Primary: treatment-related toxicities; tumour response after preoperative treatment.
This phase IV randomised placebo-controlled study aims to assess the effectiveness, among nulliparous women who were managed according to a standard intrapartum protocol, of an intravenous injection of 10 mg metoclopramide at enrolment and then every 2 hours (up to a maximum of three doses) in reducing the duration of spontaneous labour. In the control group, women will be administered intravenous 0.9% sodium chloride instead.
This observational study aims to investigate the pharmacokinetics of oral contraceptive agents in obese women (body mass index > 30 kg/m2) born with a low birthweight (<5.5 lb [2.5 kg]) and obese women born with a normal birthweight (5.5–8.0 lb [2.5–3.6 kg]) to determine whether an adverse in utero environment in subsequently obese women can alter the expression and function of the enzymes and transporters that underlie the pharmacokinetics of oral contraceptives and lead to oral contraception failure. Ovulatory obese women with normal and low birthweight will be placed on oral contraceptives for 1 month during the study.
Primary: measure pharmacokinetic parameters of oral contraceptives including drug clearance.
Secondary: measure levels of gonadotrophins and ovarian hormones.
Anticipated study end date: June 2014.
The impact of mentor mothers on PMTCT service outcomes in Nigeria (MoMent)

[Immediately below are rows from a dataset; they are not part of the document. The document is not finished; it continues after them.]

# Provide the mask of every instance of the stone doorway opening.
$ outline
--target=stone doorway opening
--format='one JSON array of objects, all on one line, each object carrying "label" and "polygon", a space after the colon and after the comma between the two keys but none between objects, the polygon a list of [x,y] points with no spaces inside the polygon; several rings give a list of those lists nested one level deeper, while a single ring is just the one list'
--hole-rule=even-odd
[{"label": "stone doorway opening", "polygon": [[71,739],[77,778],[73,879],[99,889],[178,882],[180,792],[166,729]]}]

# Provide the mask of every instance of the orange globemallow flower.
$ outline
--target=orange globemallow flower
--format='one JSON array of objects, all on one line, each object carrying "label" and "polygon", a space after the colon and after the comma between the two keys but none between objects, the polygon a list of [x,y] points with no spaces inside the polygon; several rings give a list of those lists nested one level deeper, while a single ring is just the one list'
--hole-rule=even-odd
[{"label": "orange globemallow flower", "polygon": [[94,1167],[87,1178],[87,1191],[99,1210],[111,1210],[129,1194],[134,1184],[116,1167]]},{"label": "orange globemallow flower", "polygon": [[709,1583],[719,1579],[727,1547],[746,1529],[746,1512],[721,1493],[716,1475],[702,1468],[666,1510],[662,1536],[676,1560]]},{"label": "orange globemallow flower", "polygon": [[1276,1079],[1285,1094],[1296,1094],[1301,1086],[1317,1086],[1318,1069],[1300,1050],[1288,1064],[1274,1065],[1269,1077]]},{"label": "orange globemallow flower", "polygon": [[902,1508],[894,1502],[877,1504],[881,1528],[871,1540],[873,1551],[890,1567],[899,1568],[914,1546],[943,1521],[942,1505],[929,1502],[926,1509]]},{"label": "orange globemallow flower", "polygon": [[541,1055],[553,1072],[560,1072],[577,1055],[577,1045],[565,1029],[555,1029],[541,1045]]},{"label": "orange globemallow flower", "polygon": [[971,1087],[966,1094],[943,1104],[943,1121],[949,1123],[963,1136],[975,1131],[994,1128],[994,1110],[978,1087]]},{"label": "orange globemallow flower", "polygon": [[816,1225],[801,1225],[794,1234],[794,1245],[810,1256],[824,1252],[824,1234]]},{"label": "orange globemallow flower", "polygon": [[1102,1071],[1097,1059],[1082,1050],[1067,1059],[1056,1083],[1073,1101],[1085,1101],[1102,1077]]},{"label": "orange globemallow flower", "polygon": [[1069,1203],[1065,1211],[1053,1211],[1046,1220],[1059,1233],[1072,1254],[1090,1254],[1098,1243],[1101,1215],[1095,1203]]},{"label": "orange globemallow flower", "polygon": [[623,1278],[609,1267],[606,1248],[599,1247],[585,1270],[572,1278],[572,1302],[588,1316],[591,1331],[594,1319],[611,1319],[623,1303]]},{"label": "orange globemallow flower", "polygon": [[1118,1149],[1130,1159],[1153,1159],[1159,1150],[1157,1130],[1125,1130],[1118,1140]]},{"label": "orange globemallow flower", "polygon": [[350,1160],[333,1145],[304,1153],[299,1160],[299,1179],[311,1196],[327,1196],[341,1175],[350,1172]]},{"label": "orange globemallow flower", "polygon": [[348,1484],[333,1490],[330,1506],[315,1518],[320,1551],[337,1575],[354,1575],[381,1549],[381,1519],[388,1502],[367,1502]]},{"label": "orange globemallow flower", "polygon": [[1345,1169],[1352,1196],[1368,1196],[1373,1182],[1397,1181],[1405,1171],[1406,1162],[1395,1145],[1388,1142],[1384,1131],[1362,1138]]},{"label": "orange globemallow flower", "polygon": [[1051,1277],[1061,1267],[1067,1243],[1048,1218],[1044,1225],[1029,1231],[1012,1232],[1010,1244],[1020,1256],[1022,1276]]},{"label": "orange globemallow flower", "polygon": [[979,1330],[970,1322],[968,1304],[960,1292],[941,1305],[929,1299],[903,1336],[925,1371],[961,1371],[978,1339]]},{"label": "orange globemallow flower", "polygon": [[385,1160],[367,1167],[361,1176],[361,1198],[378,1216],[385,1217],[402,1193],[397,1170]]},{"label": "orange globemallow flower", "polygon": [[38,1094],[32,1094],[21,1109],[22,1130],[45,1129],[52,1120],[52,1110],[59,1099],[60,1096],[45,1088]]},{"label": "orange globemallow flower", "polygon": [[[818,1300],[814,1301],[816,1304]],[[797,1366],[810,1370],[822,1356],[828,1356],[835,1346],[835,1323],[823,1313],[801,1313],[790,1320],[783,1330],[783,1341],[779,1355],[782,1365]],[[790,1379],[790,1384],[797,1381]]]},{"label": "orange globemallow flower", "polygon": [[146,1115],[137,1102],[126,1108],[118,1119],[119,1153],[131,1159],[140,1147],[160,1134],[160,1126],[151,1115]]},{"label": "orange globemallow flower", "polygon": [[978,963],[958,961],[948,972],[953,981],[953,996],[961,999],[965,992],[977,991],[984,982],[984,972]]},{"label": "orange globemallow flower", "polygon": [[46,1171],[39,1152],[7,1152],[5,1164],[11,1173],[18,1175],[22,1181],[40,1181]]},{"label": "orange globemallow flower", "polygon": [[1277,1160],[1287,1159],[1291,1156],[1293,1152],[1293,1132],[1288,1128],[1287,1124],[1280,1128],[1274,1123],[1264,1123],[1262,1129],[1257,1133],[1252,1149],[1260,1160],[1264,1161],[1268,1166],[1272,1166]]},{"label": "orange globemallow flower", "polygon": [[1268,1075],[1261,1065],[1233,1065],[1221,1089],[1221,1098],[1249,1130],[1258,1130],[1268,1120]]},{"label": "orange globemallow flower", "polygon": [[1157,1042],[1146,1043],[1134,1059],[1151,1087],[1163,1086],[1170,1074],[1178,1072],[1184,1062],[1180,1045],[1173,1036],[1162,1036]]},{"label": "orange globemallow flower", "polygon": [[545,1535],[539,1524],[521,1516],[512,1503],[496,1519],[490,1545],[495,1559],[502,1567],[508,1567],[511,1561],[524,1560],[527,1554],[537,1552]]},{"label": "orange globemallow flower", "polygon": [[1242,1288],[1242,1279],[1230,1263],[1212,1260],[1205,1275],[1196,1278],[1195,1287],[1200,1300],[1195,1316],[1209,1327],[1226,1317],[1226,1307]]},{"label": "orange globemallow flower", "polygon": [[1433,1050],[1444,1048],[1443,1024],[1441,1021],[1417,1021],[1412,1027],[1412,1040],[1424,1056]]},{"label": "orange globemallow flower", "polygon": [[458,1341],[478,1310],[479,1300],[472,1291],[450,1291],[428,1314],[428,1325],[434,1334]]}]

This randomised study aims to assess the effectiveness of the use of Trained Mentor Mothers (women with HIV who are trained peer counsellors) in improving the rates of enrolment in and successful completion of prevention of mother-to-child transmission (PMTCT) programmes in Nigeria and their effect on overall outcomes for mothers and babies in terms of general HIV-related health, HIV transmission rates and survival.
Primary: proportion of HIV-exposed infants receiving early (within 2 months old) DNA HIV polymerase chain reaction testing.
Secondary: proportion of HIV+ mothers who were compliant with highly active antiretroviral therapy (HAART); proportion of exposed infants who completed 6 weeks of nevirapine prophylaxis; proportion of exposed infants who received the first dose of nevirapine syrup prophylaxis within 72 hours of life; proportion of HIV+ mothers who exclusively breastfed for 6 months; proportion of mother–infant pairs who remained in the PMTCT services at 12 months after delivery; proportion of HIV-exposed infants who received post-weaning HIV testing.
Anticipated study end date: September 2016.
Lower-limb drainage mapping in pelvic lymphadenectomy for gynaecological cancer (SENTIJAMBE)
This phase IV, non-randomised study aims to investigate the feasibility of using an isotopic technique to detect and map lower-limb lymphatic nodes during pelvic lymphadenectomy for gynaecological cancer. A radiopharmaceutical agent will be injected into both feet on the day before surgery. Pelvic lower-limb drainage nodes will be identified using preoperative single photon emission computed tomography and an intraoperative isotopic probe, and then electively removed before complete pelvic lymphadenectomy. Lower-limb drainage nodes and pelvic lymphadenectomy specimens will then be subjected to separate histological evaluation.
Primary: lower-limb drainage intraoperative isotopic detection rate in women with pelvic lymphadenectomy for gynaecological cancers.
Secondary: anatomy of lower-limb drainage; percentage of women with metastatic lower-limb sampling; follow up of women to identify complications, particularly lower-limb lymphoedema.